Prescott: Wait, what? The good news for Prescott is that he got paid. The bad news for Prescott is that he got paid. He won’t be crippling the Cowboys’ cap in 2020 and probably not relatively so in future years. But he’s also no longer the fourth-round flier made good, thriving on a cheap rookie deal and allowing Jones to stockpile veteran talent around him. As Wilson learned, when you get the big checks, your supporting cast suddenly isn’t so supportive because the club can only invest so much in it. At least Wilson has a ring. Prescott is 1-2 in two playoff appearances but will now definitely be expected to do what predecessor Tony Romo couldn’t: End what’s become a Super Bowl drought of a quarter century for the NFL’s most high-profile team. Good luck with those questions, Dak.

Did Cowboys’ deal with Dak Prescott tip off gargantuan broadcast partnership between NFL and Amazon? - Charles Robinson, Yahoo Sports

Teams all around the NFL are experiencing the stresses of the (expected) salary cap reduction this season, but there is optimism that a broadcast partnership with Amazon could be on the horizon. To that end, Jerry Jones’ willingness to pay out big bucks to Dak Prescott may have signaled that such a deal is close to becoming official.

With the NFL on the verge of its next television rights package, did Jerry wave a white flag in the Prescott negotiations because he knows where the league’s revenues are going?
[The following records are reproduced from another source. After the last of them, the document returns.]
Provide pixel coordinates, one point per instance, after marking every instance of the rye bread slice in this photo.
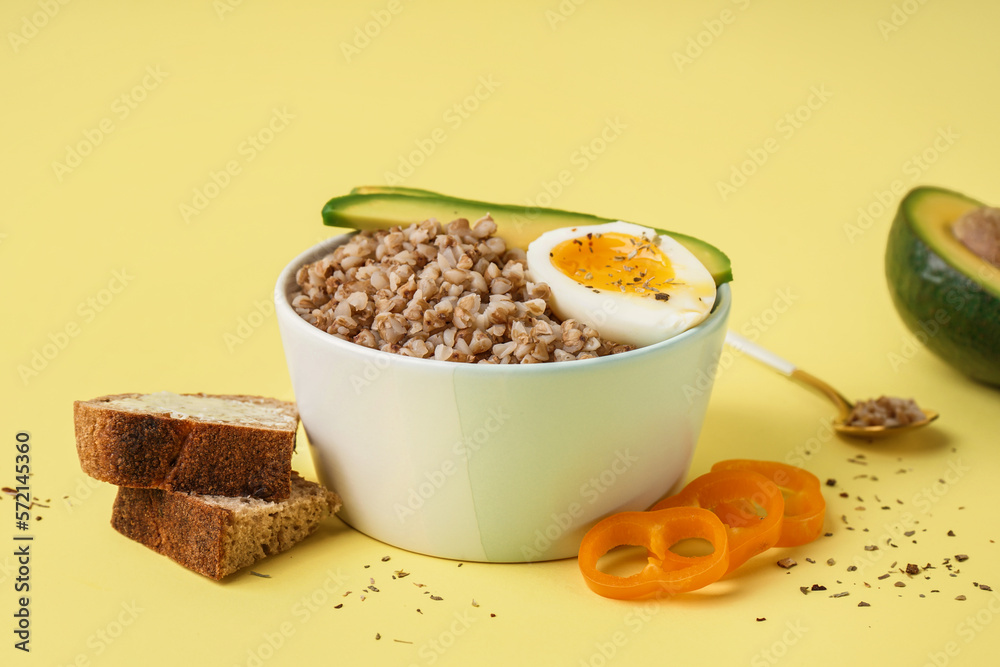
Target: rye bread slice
(218, 535)
(227, 445)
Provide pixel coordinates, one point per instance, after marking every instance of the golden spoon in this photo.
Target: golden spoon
(844, 406)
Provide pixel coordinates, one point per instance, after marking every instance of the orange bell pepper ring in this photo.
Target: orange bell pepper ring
(665, 573)
(805, 507)
(748, 504)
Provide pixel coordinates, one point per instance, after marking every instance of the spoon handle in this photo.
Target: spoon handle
(766, 357)
(788, 369)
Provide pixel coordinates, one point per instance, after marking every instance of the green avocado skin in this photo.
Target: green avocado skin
(952, 315)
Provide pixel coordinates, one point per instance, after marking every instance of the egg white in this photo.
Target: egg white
(626, 318)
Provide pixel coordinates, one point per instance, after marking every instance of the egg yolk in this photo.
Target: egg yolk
(615, 262)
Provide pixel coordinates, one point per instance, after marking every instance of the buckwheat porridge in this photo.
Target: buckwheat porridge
(447, 292)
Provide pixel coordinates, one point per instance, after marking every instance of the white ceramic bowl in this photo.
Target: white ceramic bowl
(495, 463)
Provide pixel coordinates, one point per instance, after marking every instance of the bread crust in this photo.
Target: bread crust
(154, 450)
(198, 533)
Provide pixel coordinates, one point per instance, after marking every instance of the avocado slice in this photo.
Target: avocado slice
(380, 207)
(947, 295)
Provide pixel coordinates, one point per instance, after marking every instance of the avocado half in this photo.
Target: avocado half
(947, 295)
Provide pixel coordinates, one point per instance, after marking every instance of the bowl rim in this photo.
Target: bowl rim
(718, 316)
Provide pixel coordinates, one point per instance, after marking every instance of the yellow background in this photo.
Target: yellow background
(670, 98)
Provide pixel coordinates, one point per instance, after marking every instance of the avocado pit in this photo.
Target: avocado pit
(979, 231)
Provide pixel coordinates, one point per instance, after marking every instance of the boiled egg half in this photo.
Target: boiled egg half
(631, 284)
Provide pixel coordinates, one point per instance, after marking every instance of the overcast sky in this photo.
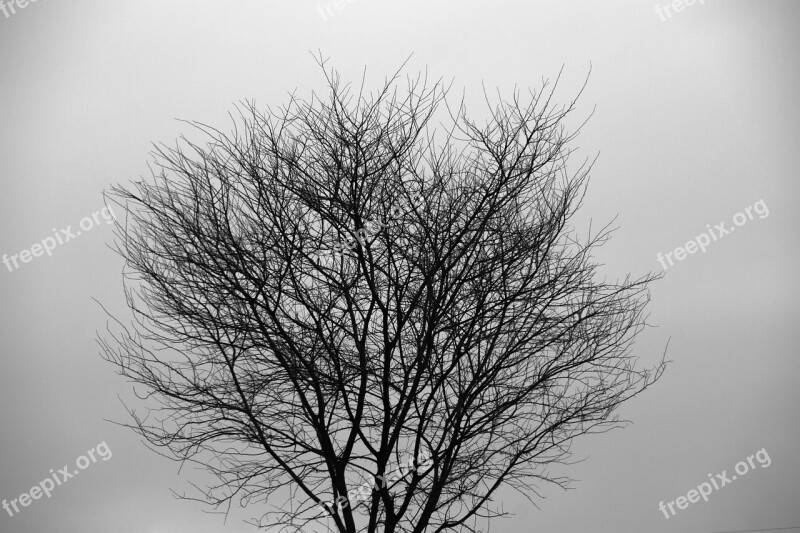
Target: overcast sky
(695, 119)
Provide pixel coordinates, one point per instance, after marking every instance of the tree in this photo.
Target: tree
(335, 288)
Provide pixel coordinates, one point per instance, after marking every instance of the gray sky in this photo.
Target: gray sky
(696, 119)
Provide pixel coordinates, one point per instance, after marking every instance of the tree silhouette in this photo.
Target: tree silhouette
(380, 322)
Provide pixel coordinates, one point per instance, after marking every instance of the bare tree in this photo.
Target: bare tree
(336, 287)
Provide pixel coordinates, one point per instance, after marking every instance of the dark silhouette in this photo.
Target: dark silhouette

Could the reported $100 billion in television rights packages be a reality? Are the NFL’s forecasts about gambling-related revenues that promising? And could this be a sign of a long-anticipated partnership between the league and “The Big A”?
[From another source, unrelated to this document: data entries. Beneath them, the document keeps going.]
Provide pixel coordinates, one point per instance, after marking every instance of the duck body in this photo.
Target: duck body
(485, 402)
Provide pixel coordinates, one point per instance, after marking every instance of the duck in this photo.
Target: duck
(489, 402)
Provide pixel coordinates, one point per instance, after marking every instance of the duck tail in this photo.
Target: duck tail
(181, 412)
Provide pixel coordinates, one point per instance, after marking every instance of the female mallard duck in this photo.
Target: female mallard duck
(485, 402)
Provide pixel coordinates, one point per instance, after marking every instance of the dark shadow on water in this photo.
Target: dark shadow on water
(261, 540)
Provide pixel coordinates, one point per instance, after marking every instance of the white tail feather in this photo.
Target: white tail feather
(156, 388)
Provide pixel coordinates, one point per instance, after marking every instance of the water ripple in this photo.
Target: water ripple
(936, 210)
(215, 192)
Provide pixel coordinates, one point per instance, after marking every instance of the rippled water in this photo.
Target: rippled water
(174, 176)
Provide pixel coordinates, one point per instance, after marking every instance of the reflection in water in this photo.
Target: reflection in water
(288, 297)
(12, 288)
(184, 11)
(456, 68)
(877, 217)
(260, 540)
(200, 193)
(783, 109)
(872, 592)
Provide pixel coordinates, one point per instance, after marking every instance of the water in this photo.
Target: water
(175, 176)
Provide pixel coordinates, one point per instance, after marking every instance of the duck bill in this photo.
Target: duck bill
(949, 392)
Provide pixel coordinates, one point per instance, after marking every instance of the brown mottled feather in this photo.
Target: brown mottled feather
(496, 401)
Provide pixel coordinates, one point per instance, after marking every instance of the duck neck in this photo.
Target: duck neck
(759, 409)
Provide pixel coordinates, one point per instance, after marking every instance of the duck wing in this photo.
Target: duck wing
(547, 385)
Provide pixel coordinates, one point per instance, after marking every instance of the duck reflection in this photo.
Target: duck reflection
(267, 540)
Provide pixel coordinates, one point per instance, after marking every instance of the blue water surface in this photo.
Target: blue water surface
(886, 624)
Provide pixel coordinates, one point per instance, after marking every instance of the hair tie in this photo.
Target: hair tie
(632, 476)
“There goes [Jerry’s] Amazon money,” one NFL general manager said half-jokingly late Monday night, after hearing Prescott’s overall contract numbers.

Longtime NFL agent David Canter put a finer point on it, responding to a tweet about Prescott now being positioned to eventually be one of the highest earning players in league history. “Strong point here is what does Jerry know about the TV deals and [money] coming. He’s obviously intimately involved and this deal reflects his knowledge and how big the new TV [money] will be,” Canter tweeted.
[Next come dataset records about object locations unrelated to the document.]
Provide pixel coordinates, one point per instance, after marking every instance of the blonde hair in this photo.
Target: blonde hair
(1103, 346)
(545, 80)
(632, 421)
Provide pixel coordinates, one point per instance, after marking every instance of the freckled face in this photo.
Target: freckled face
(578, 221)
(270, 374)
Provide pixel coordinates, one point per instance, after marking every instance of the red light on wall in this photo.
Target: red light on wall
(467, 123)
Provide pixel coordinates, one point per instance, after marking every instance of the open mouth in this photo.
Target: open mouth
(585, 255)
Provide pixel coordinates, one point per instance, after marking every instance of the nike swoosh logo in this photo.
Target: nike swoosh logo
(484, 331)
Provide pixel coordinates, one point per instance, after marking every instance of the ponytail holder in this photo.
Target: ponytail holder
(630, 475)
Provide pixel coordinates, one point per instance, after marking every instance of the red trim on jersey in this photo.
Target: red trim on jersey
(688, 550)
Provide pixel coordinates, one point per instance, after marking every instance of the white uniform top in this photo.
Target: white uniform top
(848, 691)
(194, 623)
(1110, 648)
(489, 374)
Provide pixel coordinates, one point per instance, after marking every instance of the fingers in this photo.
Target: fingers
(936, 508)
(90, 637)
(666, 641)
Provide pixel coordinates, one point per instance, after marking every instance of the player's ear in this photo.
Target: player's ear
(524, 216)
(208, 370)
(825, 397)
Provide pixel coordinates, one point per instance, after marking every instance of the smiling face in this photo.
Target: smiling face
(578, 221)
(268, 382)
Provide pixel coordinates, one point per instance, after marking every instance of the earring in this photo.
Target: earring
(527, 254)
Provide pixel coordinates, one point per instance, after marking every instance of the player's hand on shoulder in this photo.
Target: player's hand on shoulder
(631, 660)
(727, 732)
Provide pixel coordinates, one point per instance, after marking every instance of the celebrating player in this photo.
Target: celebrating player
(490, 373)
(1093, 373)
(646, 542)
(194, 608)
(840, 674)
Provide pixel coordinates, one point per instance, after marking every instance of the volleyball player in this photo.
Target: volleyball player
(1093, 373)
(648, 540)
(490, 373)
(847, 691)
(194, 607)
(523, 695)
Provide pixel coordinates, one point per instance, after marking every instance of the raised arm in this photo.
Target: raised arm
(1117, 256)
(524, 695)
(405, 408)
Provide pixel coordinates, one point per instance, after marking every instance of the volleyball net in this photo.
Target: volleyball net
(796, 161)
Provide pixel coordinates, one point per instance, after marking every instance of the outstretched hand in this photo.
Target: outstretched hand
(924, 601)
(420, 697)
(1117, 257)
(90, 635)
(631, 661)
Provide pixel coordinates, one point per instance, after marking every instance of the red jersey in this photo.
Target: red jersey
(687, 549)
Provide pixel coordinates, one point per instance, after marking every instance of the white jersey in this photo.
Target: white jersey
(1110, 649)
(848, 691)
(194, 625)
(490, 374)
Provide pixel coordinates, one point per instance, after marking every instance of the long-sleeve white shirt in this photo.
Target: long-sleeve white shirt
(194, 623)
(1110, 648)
Canter wasn’t alone. Multiple agents shared similar sentiments, most revolving around the belief that the NFL is putting the finishing touches on its TV rights deals and also been able to draw up some new revenue models that reflect ancillary income related to the slowly loosening state regulations involving the gaming industry. The widely held belief among many league and union insiders is that the NFL’s next wave of television deals and new revenue streams relating to gaming will propel the NFL beyond the $25 billion per year revenue goal that commissioner Roger Goodell laid out in 2010.

Cowboys tender Ron’Dell Carter - Charean Williams, NBC Sports

Speaking of money, Ron’Dell Carter received the most guaranteed money of any undrafted free agent the Cowboys signed last year. After the Colts poached him off the practice squad, Dallas brought him back towards the end of the year. On Tuesday, they tendered the exclusive-rights free agent, ensuring Carter will be back in 2021.

The Cowboys wanted undrafted free agent Ron’Dell Carter so badly last spring that they guaranteed him $145,000, including a $20,000 signing bonus.

Now, the Cowboys are intent on keeping Carter.

The team is tendering the defensive lineman as an exclusive rights free agent, Michael Gehlken of the Dallas Morning News reports.